If nothing else, it can be used as a part of your ongoing due diligence process to show your examiner that you are not just sitting back with your fingers crossed when it comes to cybersecurity.

A link to the SEI checklist is provided below:

https://www.seic.com/sites/default/files/2023-07/SEI%20Sphere%20CU%20Checklist.pdf

In particular, I call your attention to checklist items number two, number six and number eight as areas we have heard from our clients who have had NCUA exams thus far in 2023 that are in the sights of examiners and were areas of focus in their credit union exams.

The location of the storage of data and access, as specified in checklist item number two, has been an area of focus for examiners. Likewise, there has been a lot of emphasis on number eight which asks the question if a credit union’s cybersecurity program is versatile and nimble enough to keep up with the sophistication of the ever-changing cyber threat world in which we live. NCUA fears that many programs do not keep up with emerging and yet unidentified threats, even though they may be great at protecting against threats that have already been identified and built into the system.

And number six has been an area of examiner focus that has forced a lot of credit unions to do a real comparison of existing cybersecurity programs versus some of the more advanced systems being developed and enhanced every week, month and year.

There is a growing expectation from credit union examiners that a robust cybersecurity program should have the ability to not only identify new cyber risks – but a credit union should have a program that both identifies and fixes cyber breach attempts in real time 24/7, 365 days a year.

It is not enough today to have a program that identifies the potential breach and then sends a email telling the CIO at your credit union that he or she better fix this hole. The examiners are looking for systems that both identify, stop the breach and repair the hole automatically in real time.

There are not but a handful of the 7000 cybersecurity programs in the market today that have this capability to do real time identification, protection and repair. Of course, there will be more over the course of time.

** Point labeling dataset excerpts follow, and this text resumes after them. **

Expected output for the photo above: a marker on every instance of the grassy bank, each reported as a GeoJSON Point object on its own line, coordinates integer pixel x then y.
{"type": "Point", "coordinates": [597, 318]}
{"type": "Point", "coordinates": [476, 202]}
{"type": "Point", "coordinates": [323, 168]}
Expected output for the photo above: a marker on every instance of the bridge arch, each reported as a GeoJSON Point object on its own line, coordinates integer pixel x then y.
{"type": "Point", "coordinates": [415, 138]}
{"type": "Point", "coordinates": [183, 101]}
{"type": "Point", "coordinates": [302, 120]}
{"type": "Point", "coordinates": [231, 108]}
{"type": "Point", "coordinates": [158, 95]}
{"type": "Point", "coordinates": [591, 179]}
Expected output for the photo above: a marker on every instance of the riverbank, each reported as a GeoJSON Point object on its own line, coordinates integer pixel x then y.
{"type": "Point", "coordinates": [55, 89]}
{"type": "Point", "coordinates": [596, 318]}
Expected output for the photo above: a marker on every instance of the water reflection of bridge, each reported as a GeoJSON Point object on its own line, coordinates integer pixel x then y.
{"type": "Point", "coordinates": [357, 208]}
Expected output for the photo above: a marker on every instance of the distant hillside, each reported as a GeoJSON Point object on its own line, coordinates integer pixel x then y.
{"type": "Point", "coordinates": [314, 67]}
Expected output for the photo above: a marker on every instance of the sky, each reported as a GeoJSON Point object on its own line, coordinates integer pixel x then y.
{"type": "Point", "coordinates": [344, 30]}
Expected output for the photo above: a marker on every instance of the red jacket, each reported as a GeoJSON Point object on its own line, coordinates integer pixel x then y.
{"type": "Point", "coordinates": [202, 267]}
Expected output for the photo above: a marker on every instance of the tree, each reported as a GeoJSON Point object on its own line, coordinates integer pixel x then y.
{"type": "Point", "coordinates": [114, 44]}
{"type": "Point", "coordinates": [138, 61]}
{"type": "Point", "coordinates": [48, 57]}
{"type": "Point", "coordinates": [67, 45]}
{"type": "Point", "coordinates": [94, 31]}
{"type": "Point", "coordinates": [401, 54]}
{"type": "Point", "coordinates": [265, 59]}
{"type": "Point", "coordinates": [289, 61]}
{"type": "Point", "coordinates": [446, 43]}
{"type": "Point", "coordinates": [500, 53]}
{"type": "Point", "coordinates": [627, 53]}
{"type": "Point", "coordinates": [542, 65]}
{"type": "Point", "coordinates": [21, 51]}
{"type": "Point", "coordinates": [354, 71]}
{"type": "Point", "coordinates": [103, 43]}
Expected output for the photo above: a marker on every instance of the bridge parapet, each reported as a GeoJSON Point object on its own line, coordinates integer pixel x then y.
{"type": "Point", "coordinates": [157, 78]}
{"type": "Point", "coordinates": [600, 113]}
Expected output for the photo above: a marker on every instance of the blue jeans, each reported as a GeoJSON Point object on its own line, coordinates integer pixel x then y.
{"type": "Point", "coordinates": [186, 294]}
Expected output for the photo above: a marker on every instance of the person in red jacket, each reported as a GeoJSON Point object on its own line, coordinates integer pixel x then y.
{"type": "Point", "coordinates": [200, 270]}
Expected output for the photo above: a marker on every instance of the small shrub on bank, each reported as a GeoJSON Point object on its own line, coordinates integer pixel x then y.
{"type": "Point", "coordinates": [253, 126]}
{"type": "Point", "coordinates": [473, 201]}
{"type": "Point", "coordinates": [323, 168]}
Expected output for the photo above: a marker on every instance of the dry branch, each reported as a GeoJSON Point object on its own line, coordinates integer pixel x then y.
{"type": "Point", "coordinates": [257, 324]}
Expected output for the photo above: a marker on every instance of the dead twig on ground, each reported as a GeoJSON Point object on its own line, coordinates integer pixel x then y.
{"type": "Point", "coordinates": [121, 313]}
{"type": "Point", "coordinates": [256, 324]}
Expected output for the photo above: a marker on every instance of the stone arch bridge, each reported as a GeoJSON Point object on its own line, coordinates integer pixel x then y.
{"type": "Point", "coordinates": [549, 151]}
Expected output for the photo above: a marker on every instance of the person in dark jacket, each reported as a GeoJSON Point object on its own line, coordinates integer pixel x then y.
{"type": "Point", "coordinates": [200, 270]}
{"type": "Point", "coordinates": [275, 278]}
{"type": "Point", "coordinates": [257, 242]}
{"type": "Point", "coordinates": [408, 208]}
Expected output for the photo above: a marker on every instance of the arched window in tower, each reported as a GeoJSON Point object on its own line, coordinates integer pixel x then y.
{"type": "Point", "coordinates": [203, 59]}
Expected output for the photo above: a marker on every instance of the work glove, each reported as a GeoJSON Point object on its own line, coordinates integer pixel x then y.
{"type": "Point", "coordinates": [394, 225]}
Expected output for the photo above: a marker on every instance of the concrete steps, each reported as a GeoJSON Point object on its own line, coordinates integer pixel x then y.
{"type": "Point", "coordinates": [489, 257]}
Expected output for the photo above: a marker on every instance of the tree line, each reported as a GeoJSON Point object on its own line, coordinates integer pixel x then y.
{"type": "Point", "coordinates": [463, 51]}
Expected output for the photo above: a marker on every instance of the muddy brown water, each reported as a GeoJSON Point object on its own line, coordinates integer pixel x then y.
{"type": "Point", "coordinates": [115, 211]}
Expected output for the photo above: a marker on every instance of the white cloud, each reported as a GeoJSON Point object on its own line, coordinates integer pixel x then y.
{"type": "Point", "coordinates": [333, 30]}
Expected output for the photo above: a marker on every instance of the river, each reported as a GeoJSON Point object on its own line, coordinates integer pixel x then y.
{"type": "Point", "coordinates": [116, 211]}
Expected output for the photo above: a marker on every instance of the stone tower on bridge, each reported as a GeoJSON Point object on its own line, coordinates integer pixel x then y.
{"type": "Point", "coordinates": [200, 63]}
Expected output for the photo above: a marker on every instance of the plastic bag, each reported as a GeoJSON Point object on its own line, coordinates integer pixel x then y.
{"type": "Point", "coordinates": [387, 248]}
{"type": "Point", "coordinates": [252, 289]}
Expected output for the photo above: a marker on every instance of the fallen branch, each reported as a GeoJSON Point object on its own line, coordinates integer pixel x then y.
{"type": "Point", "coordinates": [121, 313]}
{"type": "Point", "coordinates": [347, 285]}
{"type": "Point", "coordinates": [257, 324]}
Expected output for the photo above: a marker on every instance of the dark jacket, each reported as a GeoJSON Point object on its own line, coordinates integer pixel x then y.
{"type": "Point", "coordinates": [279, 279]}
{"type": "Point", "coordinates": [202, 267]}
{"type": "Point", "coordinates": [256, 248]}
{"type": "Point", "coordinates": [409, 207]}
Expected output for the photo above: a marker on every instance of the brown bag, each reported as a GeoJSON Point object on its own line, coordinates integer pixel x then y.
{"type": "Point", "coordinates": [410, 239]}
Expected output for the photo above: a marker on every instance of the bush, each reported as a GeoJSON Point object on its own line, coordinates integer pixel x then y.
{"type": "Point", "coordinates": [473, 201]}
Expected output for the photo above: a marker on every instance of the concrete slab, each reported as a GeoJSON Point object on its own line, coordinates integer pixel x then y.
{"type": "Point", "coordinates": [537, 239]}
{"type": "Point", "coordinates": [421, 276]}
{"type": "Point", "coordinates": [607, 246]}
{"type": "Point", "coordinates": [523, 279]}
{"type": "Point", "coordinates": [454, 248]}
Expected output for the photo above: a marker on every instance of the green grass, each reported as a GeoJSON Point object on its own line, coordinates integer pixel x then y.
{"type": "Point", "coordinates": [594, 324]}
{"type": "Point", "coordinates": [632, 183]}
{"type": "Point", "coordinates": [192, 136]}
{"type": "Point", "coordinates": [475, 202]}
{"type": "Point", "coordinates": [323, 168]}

You may not need to change your provider and program as they may check all the boxes. Or you may need to supplement in some of the areas of focus. Or you may need to bring in a new provider and program after due diligence.

Either way. This is an area of focus for examiners that should likewise be a focus of yours.

Indications are that a congressional hearing is likely to be scheduled in both the House and Senate committees overseeing the financial regulatory agencies to add additional emphasis on this report, which is an annual requirement under the law now.

Anytime a congressional hearing is in play, regulators have their examiners focus on the subject of the hearing so that they can tell the members of Congress that they are on top of things.

Cybersecurity is the 2023 successor to Enron, Riggs Bank, Madoff, AIG, FTX and the focus of the ever-changing congressional attention span that seems to go where the headlines are year by year.

And where Congress focuses, the regulatory and examination attention follows.